Diving under the water, a limitless, flat calm sheet of silvery water under a pale pink sky in the late afternoon.

He always loved the sea, especially underneath the sea.

He had dived more than 190 times, a young 22-year-old collecting cuttlefish eggs.

They saw the shark from the boat above and sounded the alarm.

The great white nudged the other diver aside and butted the young boy; he tried to fight it off.

The shark came back and grabbed his leg between massive jaws lined with two rows of giant serrated shark teeth, (a shark has 3000 teeth, when one is broken or lost in the side of a boat, a whale, a surfboard etc, a fresh one is rotated into place).

He pulled the boy who loved the sea down deeper and deeper into the depths.

His mate saw the boy calmly try to free his leg from the shark’s grip.

He had no thought of death, as he disappeared.
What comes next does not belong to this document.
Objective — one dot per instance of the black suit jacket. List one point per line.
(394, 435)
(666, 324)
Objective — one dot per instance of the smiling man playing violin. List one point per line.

I wonder about his last conscious thought and I console myself with the fact that he would have lost consciousness fairly quickly from the massive loss of blood and his lungs filling up with water.

No longer a marine scientist, a son, a friend, a lover, the boy had become shark meat.

Great whites do not chew their food. Their teeth rip prey into mouth-sized pieces that are swallowed whole.

And apparently they don’t eat humans.

My friend who dives a lot told me the shark would die because of all the rubber from the wetsuit it ingested.

As a child

Why am I (and a lot of other people) so fascinated with stories of shark attacks?

As a child I swam beyond the breakers with my father. Out in the deep blue emerald green sea, swept up and over rolling fat waves of smooth silky water.

I exhilarated in the sense of weightlessness, the freedom to float, to feel the molecules of water caressing my young, carefree body.

A couple of years later, on the way home from town in the bus I saw three young boys sitting together in a single seat.

They’d just seen Jaws at the movies.

“I’m never goin’ swimmin’ at the beach again!”

“No way!”

“I’m not ever gunna set foot in the ocean, ever, ever again!”

They were almost chattering with fear and anxiety.

I made up my mind there and then, on the 364 Laperouse bus, that I was never, ever going to see Jaws, I loved my ocean too much.

But it started to filter in, the fear, and one night, coming home in a friend’s car, it got me.

Constantly alert to the fact that Jaws is out there

We lived down the road from a drive-in and as we drove pass the final few minutes of Jaws were playing.

We pulled over to the grassy verge and sat dumbstruck as Robert Shaw disappeared, silently screaming, down the shark’s gullet.

As it was the 70s, we’d smoked a few joints that evening, and we may even had passed one around as the shark ate its dinner, I don’t know.

What I do know is that I can never ever set foot into my beloved ocean again without being constantly alert to the fact that Jaws is out there, waiting for me. (And for that I have Spielberg to thank, thanks Steven, thanks a lot).

The young boy who died on Wednesday had no fear; most people who are attacked by sharks have had no fear.

They’re usually divers, surfers, and fishermen.

The shark does not discriminate.

Jaws was on the tele the other night. I poured myself a large Shiraz and sat down to watch it.

Apart from the first scene of the beautiful naked girl being ripped to shreds I actually quite enjoyed it, loved it in fact.

I knew what was coming in the scene where Roy Schneider leans over the back of the boat chucking burley into the water.

I knew but nothing could have prepared me for the sight of the great white leaping up and out of the water towards Roy.

I gasped and jumped. The dark red wine flew out of my glass and splattered all over my freshly washed woollen cardigan.

I laughed and refilled my glass as I watched the shark have its way with them.

At least I was safe in a lounge room a good 200 metres from the River Derwent.